Depois de o estabilizador ajustar estes 6 volts extras, a fonte que já havia feito uma correção, detecta a nova variação da tensão causada pelo estabilizador e em outros 20 microssegundos reajusta a tensão novamente e tudo volta a funcionar normalmente.

Se a fonte estivesse trabalhando sozinha, significa que teria somente de ajustar a tensão uma única vez, porém com o estabilizador ela terá de trabalhar em dobro.

E esse é o terceiro dano: o dobro de trabalho da fonte em seu computador, sem necessidade.


LIMITE DE ENERGIA E AQUECIMENTO


Este talvez seja o maior e prejudicial problema do uso do estabilizador. A grande maioria dos estabilizadores vendidos por ai são de 300 VA, que é a capacidade máxima de energia que ele poderá entregar para um computador, por exemplo.
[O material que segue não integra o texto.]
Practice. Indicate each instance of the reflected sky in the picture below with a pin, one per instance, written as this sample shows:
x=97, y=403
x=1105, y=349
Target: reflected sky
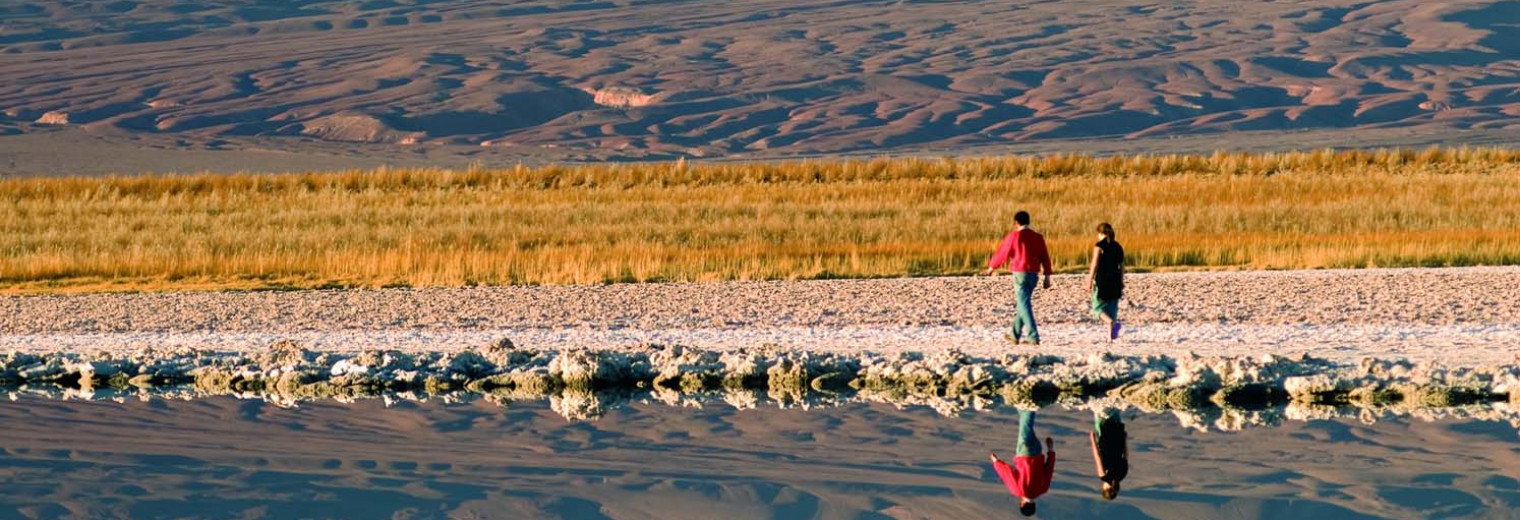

Um computador comum com uma fonte de baixa eficiência energética provavelmente consumirá algo em torno de 200 a 250 Watts de potência, isso sem falar em computadores com maior desempenho que consomem 500 Watts ou até mais. Esse computador sozinho já atingirá, e até mesmo passará, do limite dos 300 VA.




O consumidor em geral, utiliza o estabilizador para tudo em se tratando de informática: monitor, impressora, caixinhas de som e outras coisas, chegando a consumir mais que 600 VA.

No pior dos casos, com todo esse consumo extra, o estabilizador começará a esquentar muito, e não será difícil, muito menos uma surpresa, ele pegar fogo, podendo causar um incêndio em tudo que está próximo.

Porém o que acontece na grande maioria das vezes é que o estabilizador simplesmente não entregará energia suficiente para alimentar o computador, por isso quando você estiver utilizando o computador e ele travar ou até mesmo reiniciar, o culpado pode ser o estabilizador.


É VOCÊ QUEM DECIDE!



Poderíamos colocar aqui inúmeros outros problemas causados pelo uso do estabilizador, mas estes quatro apresentados já são suficientes para perceber o motivo pelo qual nem mesmo as fabricantes de computadores e equipamentos eletroeletrônicos recomendam o uso do estabilizador. 

Esperamos que tenham ficado claro os motivos pelos quais não é recomendado o uso de um estabilizador, principalmente ao abordar pontos técnicos do funcionamento dos sistemas, deixando de lado o senso comum dos famosos “técnicos” em informática. 

Eu particularmente nunca utilizei um estabilizador e até hoje nunca tive problemas com fontes defeituosas, mesmo com as genéricas de 20 reais vendidas nas lojas de informática, mas a decisão de usar ou não o estabilizador é sua, e caso não concordar com os aspectos abordados neste artigo, você é livre para fazer o que desejar. 

A dica é utilizar um bom filtro de linha, de preferência buscando marcas como Upsai, Clamper, APC. Cuidado com aquelas réguas de 20 reais, elas não passam de um multiplicador de saídas e nada tem a oferecer para a segurança do computador. A CLONE é uma alternativa barata e possui dois modelos com boa proteção e não são caros, o F8 PLUS 1087 e o F6 PLUS 1085. 

Existem ainda opções como No-breaks e Protetores Eletrônicos para garantir a saúde do seu computador. Se for escolher um no-break, procure por modelos do tipo Online e que forneçam um tipo de onda senoidal de energia. Modelos Offline ou que forneçam um tipo de onda triangular ou quadrada são nocivos ao computador. Quanto ao protetor eletrônico, ele é uma evolução do estabilizador e é capaz de fornecer uma real e eficaz proteção para seu computador. Em ambos os caso dê preferência para marcas conceituadas e tenha certeza que ele fornecerá energia suficiente para alimentar com folga seu computador.

Lembre-se, como o uso do estabilizador não é restrito ao computador, caso você o tenha ligado a qualquer outro equipamento, o recomendado é removê-lo também, pois assim como o computador, demais equipamentos eletroeletrônicos também possuem uma fonte interna com o mesmo princípio de funcionamento da fonte do computador, e o estabilizador também pode danificá-lo.